It was for the third year in a row that we got the chance to produce a winner film for WWF Climate Solver India. The category was Energy Access and we had to cover a Solar innovation that was helping villages in Uttar Pradesh get electricity.
The challenge was, that we had made films on similar innovations before. Out of the four films we had already made for Climate Solver, three were on solar technology. So how were we to make this film look and feel different while keeping in mind the true purpose of making these films?
The idea was simple. Go human. Base the film on someone, who truly benefitted from this. After all, that was exactly the reason why the innovation was a winner and because it affected people’s lives like no other innovation that year.
We found our story in a lady named Sarla. She was someone who had lived with her family in darkness for years and had incidents, that she knew, could have been avoided, if she had access to electricity. And so, she was our hero.
When you watch the film, you will hear a line that says, “This is Sarla. Her story of darkness is not unique”. Those lines were not merely written for cinematic appeal. They were written because that is the truth. Let me tell you something. Each year when we go to these remote villages in India, we see people living in conditions that are beyond the scope of imagination, despite the Lagaan’s or the Mother India films . When you see it, is when you really believe it.

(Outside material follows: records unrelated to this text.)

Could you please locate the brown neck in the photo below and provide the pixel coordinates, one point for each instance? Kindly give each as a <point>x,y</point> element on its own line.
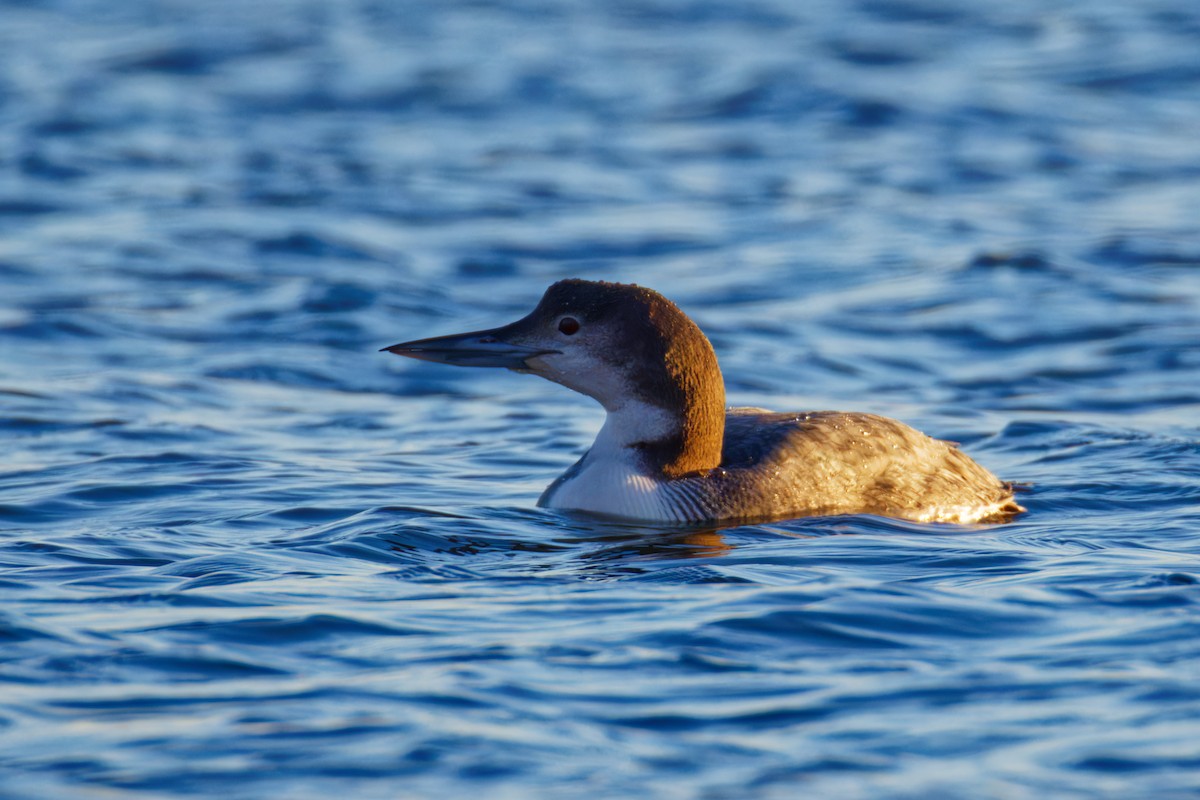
<point>693,384</point>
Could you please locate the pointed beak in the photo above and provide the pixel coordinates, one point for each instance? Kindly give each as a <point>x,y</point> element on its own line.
<point>474,349</point>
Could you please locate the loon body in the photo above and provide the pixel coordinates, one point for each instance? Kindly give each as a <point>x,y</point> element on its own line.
<point>670,451</point>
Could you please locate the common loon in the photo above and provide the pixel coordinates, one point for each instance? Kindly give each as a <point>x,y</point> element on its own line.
<point>670,451</point>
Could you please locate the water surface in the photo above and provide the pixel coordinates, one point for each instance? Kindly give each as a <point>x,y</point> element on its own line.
<point>244,554</point>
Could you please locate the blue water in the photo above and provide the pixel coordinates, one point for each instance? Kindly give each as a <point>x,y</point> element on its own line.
<point>244,554</point>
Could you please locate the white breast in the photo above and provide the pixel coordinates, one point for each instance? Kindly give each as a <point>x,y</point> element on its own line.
<point>615,487</point>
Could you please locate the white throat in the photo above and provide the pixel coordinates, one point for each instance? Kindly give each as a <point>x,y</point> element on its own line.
<point>612,477</point>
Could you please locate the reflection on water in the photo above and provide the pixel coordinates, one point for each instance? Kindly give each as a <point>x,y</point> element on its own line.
<point>243,553</point>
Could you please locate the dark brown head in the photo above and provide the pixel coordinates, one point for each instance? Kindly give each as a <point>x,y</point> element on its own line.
<point>628,347</point>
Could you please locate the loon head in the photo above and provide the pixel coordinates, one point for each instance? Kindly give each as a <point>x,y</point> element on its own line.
<point>628,347</point>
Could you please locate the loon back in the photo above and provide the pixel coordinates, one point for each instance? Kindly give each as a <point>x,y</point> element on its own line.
<point>669,450</point>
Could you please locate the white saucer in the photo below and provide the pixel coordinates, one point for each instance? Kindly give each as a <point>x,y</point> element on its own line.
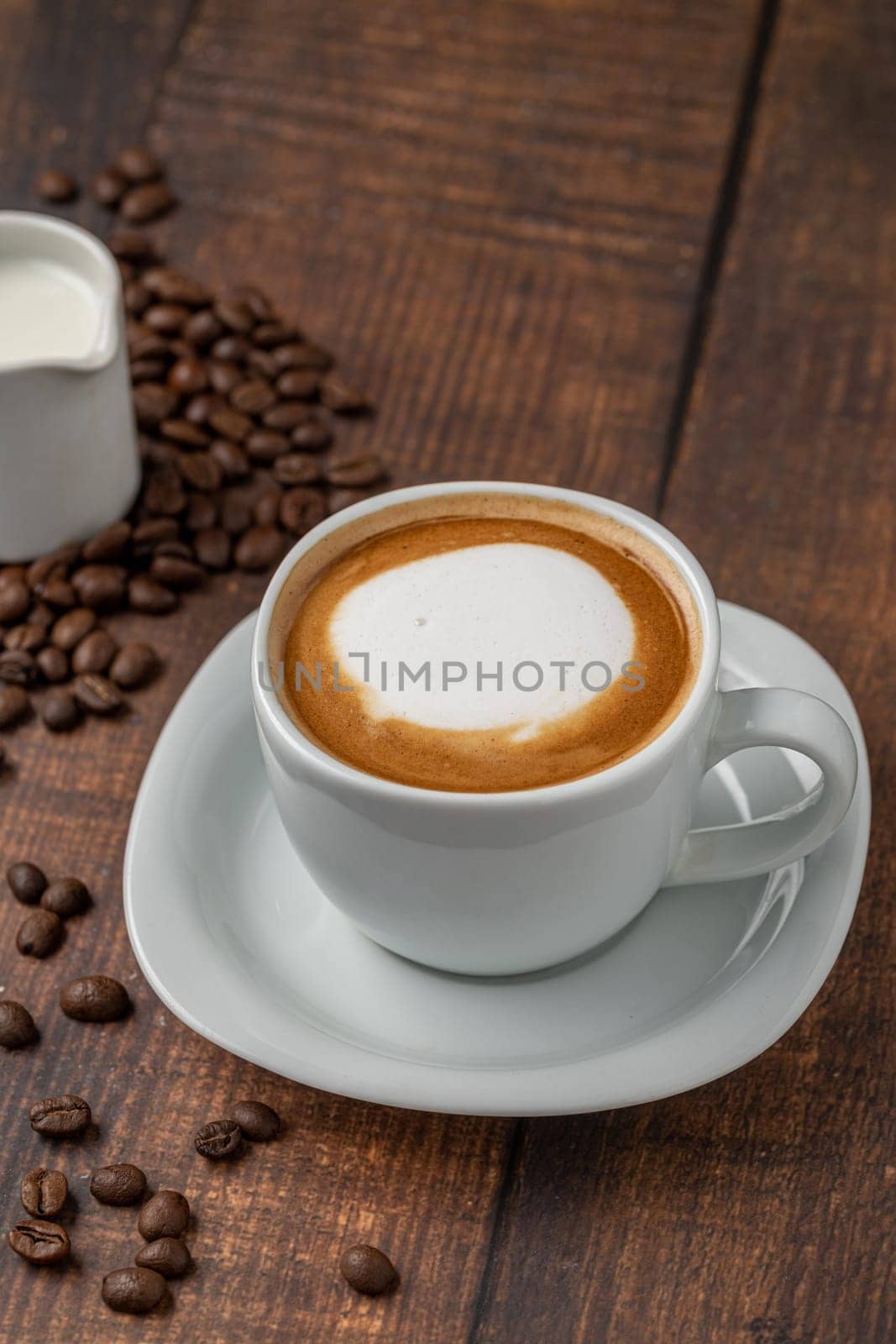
<point>237,940</point>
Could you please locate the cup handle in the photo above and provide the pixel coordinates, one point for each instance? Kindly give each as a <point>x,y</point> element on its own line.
<point>781,718</point>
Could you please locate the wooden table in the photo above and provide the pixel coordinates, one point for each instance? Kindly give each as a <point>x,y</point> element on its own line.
<point>645,249</point>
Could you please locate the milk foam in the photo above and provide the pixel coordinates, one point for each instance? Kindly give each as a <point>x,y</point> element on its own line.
<point>503,602</point>
<point>46,311</point>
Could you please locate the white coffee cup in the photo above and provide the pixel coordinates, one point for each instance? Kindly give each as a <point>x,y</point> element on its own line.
<point>69,461</point>
<point>496,884</point>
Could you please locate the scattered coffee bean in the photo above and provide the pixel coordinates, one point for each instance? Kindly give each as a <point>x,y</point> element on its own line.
<point>66,897</point>
<point>121,1183</point>
<point>54,185</point>
<point>134,1289</point>
<point>40,1242</point>
<point>168,1257</point>
<point>27,882</point>
<point>94,999</point>
<point>39,934</point>
<point>367,1270</point>
<point>43,1193</point>
<point>60,1117</point>
<point>217,1140</point>
<point>16,1026</point>
<point>167,1214</point>
<point>257,1121</point>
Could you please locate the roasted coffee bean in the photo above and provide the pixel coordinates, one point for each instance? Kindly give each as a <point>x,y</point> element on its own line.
<point>39,934</point>
<point>301,383</point>
<point>147,202</point>
<point>96,694</point>
<point>94,999</point>
<point>66,897</point>
<point>167,1214</point>
<point>212,548</point>
<point>231,423</point>
<point>123,1183</point>
<point>301,510</point>
<point>16,1026</point>
<point>53,664</point>
<point>94,654</point>
<point>134,1289</point>
<point>231,459</point>
<point>265,445</point>
<point>176,573</point>
<point>367,1270</point>
<point>257,1121</point>
<point>219,1140</point>
<point>60,1117</point>
<point>139,165</point>
<point>40,1242</point>
<point>109,187</point>
<point>100,586</point>
<point>71,628</point>
<point>296,470</point>
<point>148,596</point>
<point>154,402</point>
<point>27,882</point>
<point>259,549</point>
<point>16,667</point>
<point>253,396</point>
<point>54,185</point>
<point>134,665</point>
<point>43,1193</point>
<point>312,436</point>
<point>168,1257</point>
<point>60,710</point>
<point>15,600</point>
<point>359,470</point>
<point>15,706</point>
<point>107,544</point>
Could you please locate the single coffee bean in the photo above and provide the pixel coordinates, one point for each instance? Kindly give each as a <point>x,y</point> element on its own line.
<point>257,1121</point>
<point>60,710</point>
<point>60,1117</point>
<point>94,654</point>
<point>121,1183</point>
<point>96,694</point>
<point>360,470</point>
<point>147,202</point>
<point>39,934</point>
<point>40,1242</point>
<point>367,1270</point>
<point>139,165</point>
<point>53,667</point>
<point>259,549</point>
<point>109,187</point>
<point>134,1289</point>
<point>54,185</point>
<point>167,1214</point>
<point>15,706</point>
<point>134,665</point>
<point>107,544</point>
<point>43,1193</point>
<point>94,999</point>
<point>148,596</point>
<point>66,897</point>
<point>27,882</point>
<point>16,1026</point>
<point>71,628</point>
<point>168,1257</point>
<point>217,1140</point>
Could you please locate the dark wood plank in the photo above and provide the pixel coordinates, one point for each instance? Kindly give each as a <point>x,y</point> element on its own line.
<point>759,1209</point>
<point>497,215</point>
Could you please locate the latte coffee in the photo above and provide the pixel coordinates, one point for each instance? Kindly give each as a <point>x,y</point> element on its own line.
<point>484,643</point>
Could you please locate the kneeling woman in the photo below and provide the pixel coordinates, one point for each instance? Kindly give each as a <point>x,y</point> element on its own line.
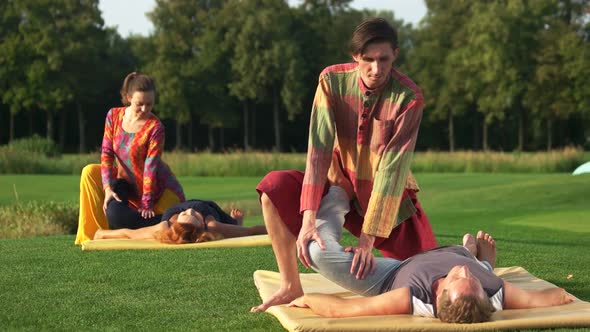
<point>189,222</point>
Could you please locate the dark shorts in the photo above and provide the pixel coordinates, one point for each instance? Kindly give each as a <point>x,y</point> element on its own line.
<point>411,237</point>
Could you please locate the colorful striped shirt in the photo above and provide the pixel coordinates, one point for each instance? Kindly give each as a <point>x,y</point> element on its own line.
<point>374,134</point>
<point>138,158</point>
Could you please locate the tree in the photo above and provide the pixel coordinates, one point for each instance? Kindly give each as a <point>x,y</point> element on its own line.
<point>53,50</point>
<point>560,84</point>
<point>436,60</point>
<point>265,61</point>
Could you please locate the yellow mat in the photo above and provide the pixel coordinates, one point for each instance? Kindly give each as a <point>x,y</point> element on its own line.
<point>575,314</point>
<point>126,244</point>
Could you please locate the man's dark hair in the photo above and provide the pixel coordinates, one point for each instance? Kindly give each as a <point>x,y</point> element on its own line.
<point>374,30</point>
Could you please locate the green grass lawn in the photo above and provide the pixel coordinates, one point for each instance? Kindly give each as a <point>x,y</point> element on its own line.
<point>540,222</point>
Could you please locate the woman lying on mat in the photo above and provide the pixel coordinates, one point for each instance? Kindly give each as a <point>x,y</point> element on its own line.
<point>187,222</point>
<point>454,283</point>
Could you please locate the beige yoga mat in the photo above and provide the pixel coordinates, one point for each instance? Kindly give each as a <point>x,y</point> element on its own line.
<point>576,314</point>
<point>126,244</point>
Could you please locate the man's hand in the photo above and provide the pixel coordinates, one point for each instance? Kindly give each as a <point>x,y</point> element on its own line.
<point>109,194</point>
<point>363,261</point>
<point>147,213</point>
<point>308,233</point>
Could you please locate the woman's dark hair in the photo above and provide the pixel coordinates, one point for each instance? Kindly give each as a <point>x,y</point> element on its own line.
<point>374,30</point>
<point>136,82</point>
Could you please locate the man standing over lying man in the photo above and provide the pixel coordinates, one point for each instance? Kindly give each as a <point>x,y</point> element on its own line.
<point>363,131</point>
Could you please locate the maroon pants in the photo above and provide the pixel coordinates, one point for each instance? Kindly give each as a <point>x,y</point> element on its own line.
<point>413,236</point>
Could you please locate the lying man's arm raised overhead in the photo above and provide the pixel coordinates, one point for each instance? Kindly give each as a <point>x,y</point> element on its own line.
<point>395,302</point>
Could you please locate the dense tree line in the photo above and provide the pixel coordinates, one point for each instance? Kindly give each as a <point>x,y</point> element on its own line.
<point>504,74</point>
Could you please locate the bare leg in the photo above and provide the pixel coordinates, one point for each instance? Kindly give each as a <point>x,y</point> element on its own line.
<point>229,231</point>
<point>470,244</point>
<point>486,248</point>
<point>238,215</point>
<point>283,245</point>
<point>126,233</point>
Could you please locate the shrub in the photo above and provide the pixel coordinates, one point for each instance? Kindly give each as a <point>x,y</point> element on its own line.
<point>35,145</point>
<point>38,219</point>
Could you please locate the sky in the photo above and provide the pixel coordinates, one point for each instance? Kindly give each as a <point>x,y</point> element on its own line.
<point>130,15</point>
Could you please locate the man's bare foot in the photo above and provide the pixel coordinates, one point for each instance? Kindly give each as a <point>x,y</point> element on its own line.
<point>282,296</point>
<point>238,215</point>
<point>98,235</point>
<point>486,248</point>
<point>469,243</point>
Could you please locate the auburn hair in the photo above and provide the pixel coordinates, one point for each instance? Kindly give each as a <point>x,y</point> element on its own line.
<point>179,233</point>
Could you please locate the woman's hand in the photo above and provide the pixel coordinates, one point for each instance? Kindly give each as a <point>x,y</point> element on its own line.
<point>109,194</point>
<point>147,213</point>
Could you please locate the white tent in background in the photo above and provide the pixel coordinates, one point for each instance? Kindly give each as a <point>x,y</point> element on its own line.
<point>584,168</point>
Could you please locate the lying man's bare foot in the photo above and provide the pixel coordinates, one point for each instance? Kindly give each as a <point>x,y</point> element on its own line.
<point>486,248</point>
<point>282,296</point>
<point>98,235</point>
<point>469,243</point>
<point>238,215</point>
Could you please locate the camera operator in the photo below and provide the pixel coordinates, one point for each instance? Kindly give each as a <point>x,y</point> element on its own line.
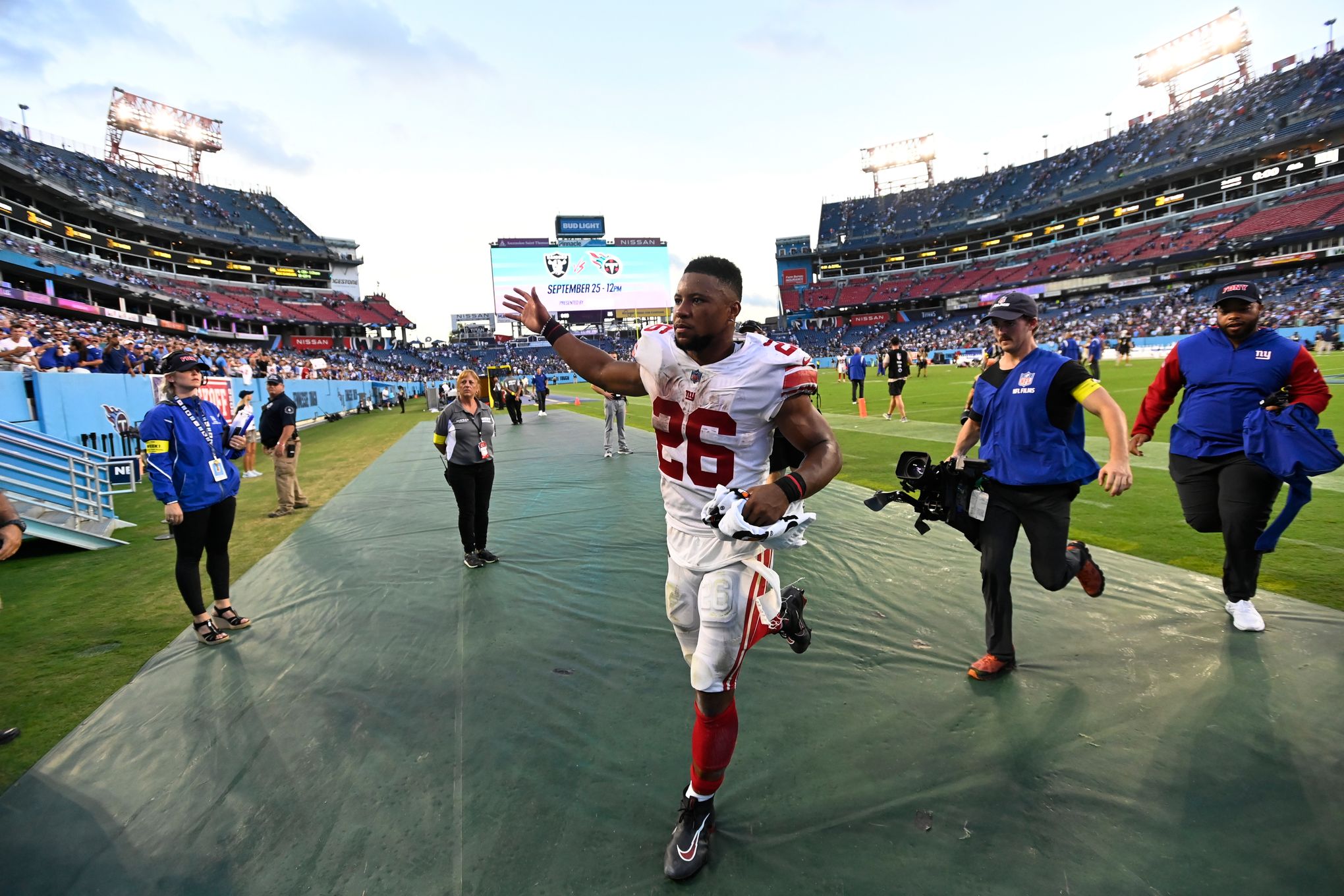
<point>1027,417</point>
<point>1226,371</point>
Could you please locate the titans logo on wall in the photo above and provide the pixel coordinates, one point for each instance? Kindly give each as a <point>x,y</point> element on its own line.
<point>558,264</point>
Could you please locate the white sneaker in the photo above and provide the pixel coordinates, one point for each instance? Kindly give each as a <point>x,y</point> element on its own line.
<point>1245,617</point>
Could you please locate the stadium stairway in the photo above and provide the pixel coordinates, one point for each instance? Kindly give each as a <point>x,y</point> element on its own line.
<point>62,491</point>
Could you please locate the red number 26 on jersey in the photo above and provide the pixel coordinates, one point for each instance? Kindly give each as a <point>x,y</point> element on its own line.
<point>690,429</point>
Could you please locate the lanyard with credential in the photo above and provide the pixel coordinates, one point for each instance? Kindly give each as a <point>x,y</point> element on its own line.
<point>480,435</point>
<point>217,466</point>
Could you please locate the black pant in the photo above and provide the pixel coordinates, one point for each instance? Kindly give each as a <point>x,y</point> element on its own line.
<point>1231,495</point>
<point>472,486</point>
<point>1044,512</point>
<point>205,530</point>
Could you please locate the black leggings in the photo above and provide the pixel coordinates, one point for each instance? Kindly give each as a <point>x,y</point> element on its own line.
<point>205,530</point>
<point>472,486</point>
<point>1233,495</point>
<point>1044,512</point>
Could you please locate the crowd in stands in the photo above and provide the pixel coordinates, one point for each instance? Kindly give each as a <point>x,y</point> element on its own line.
<point>1309,296</point>
<point>266,302</point>
<point>252,218</point>
<point>1235,120</point>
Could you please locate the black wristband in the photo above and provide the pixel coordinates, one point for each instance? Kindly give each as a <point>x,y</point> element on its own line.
<point>793,487</point>
<point>553,331</point>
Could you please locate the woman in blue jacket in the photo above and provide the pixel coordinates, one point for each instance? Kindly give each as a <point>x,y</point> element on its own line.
<point>188,449</point>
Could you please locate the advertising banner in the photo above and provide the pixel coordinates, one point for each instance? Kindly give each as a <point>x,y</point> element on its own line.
<point>864,320</point>
<point>311,341</point>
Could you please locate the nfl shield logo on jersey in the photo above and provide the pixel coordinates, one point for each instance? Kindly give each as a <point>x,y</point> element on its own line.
<point>558,264</point>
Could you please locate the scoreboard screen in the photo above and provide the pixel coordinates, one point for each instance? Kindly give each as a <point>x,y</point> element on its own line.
<point>584,279</point>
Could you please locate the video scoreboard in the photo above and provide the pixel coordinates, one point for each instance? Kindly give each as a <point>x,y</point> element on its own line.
<point>584,277</point>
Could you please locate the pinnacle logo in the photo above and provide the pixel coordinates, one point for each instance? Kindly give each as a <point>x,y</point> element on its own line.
<point>558,264</point>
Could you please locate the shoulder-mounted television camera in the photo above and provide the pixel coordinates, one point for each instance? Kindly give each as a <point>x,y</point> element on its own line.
<point>936,491</point>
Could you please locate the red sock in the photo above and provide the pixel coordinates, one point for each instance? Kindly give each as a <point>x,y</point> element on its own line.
<point>712,748</point>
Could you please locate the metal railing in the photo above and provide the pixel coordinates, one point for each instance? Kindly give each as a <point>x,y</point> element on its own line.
<point>58,476</point>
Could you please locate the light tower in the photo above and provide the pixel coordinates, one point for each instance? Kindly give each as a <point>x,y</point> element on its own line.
<point>1226,36</point>
<point>139,116</point>
<point>903,154</point>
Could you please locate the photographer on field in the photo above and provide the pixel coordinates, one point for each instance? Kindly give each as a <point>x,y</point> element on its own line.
<point>1027,416</point>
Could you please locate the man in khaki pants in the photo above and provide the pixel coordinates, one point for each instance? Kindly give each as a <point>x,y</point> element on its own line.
<point>280,439</point>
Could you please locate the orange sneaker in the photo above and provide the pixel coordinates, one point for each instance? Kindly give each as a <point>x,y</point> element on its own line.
<point>1089,574</point>
<point>990,667</point>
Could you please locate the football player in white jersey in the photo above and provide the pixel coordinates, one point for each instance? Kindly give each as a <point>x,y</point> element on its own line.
<point>718,397</point>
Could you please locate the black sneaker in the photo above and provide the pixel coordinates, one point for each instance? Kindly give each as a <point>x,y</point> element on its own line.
<point>690,848</point>
<point>792,628</point>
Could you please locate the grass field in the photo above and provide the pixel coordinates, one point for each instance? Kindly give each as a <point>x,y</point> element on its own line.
<point>1146,522</point>
<point>76,625</point>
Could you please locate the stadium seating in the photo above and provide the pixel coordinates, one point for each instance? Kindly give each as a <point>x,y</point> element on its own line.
<point>1306,96</point>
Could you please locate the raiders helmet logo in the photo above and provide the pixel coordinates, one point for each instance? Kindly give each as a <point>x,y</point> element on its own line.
<point>558,264</point>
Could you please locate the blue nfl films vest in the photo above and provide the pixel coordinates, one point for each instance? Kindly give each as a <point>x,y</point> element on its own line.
<point>1017,437</point>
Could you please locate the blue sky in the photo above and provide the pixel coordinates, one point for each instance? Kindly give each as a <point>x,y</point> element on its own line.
<point>426,130</point>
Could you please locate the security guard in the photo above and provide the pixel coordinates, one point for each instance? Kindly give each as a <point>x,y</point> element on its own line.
<point>1226,372</point>
<point>898,371</point>
<point>280,439</point>
<point>187,453</point>
<point>1027,417</point>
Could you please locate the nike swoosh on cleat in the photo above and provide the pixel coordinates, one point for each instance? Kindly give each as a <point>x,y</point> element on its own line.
<point>695,841</point>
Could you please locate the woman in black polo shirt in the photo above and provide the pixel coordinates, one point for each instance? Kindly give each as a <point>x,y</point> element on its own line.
<point>465,437</point>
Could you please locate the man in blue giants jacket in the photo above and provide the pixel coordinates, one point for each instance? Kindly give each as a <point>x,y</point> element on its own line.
<point>1227,371</point>
<point>1027,414</point>
<point>540,385</point>
<point>858,371</point>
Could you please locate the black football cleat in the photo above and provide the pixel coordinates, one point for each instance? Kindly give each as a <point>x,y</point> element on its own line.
<point>792,628</point>
<point>690,848</point>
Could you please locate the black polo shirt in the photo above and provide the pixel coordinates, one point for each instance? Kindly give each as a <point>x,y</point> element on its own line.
<point>276,416</point>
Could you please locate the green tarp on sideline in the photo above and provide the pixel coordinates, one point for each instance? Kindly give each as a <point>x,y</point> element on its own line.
<point>395,723</point>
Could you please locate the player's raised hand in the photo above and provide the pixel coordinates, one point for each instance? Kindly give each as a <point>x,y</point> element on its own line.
<point>527,309</point>
<point>765,505</point>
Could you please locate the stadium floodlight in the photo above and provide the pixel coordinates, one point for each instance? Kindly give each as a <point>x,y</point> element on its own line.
<point>1226,36</point>
<point>902,154</point>
<point>128,113</point>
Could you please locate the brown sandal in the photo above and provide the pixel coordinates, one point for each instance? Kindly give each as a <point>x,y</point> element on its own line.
<point>230,621</point>
<point>211,633</point>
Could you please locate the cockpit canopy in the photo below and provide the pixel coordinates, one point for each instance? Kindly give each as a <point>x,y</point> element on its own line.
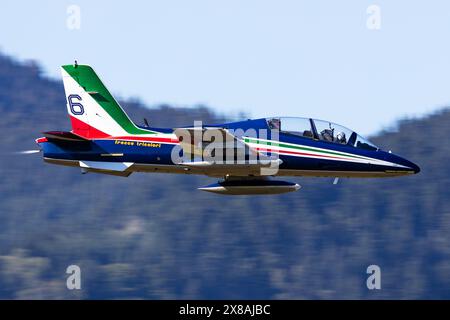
<point>320,130</point>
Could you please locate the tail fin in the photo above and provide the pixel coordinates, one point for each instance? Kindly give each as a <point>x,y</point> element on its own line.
<point>93,111</point>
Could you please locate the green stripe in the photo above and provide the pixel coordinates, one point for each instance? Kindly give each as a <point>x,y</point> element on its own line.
<point>86,77</point>
<point>278,144</point>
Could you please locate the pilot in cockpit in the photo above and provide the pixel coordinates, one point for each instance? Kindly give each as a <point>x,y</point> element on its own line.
<point>340,137</point>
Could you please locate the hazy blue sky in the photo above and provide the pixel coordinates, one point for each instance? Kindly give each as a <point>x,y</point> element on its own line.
<point>296,58</point>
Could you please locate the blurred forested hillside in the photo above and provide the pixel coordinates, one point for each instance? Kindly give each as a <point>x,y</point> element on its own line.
<point>155,236</point>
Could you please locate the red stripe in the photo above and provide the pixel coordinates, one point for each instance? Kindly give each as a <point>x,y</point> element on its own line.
<point>40,140</point>
<point>153,139</point>
<point>299,153</point>
<point>84,130</point>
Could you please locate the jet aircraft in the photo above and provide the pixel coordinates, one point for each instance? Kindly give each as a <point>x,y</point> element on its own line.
<point>244,155</point>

Shooting in Uttar Pradesh in July means you are in the midst of monsoons. Monsoons, that are erratic and monsoons on which all these villagers depend on. The villages that do not have pucca roads or drainage systems to say the least. Add to it, extreme humidity, and top it up with no electricity access. Those are the tough conditions under which we shoot.
And while I list down all the difficulties, what I am really getting to is, how thankful I feel for the life I live, and how much we all take it for granted. What if I was Sarla of this small Para village in UP? Would I still cover my face everytime a man crossed my path? Would I have still felt the heat? Would I have still cringed my nose at the cow dung? Does she? Does Sarla do all this and yet live through because she perhaps knows nothing better or because she has calmed herself to everything. I do not know. And maybe will never know.
Almost 70 long years of independence and we have still not been able to provide the basic necessity to our people. Para village, where Sarla stays is just about an hour’s drive from Lucknow. It’s not too far. Last year, we went to Hathras. A major city in Uttar Pradesh. No electricity. Another village just 2 hours from Kolkata. No electricity. How? In 70 years our governments could not reach people just about 70 km away from them.
So who takes matter into their own hands? The people of India themselves. Private companies, who have found opportunity in Solar technology and each year they innovate in various ways to reach out to these underserved villages. Ofcourse there is a business model attached to all these companies, ofcourse they want to make profits and so they create technologies that help them earn and help people use their services effectively. This is where I see the light at the end of the tunnel. It is incredible how people leave their city comforts and live in a small village to serve these people. For companies like Boond, Simpa, Onergy, Naturetech (whom we have shot the films with over the years) this is beyond just a business idea and you can see the passion even with the staff one interacts with. For us, for me, this is pure inspiration.
In our own way, in the language we know, we tell these stories year after year. Our contribution is in our storytelling that hopefully also inspires people the way, a Sarla or a Boond, inspires us. Our aim is to make our audience relive what we see. Even though there is technology that we must speak of, we try to underlay the humility and inspiration that we draw from each innovation, every year.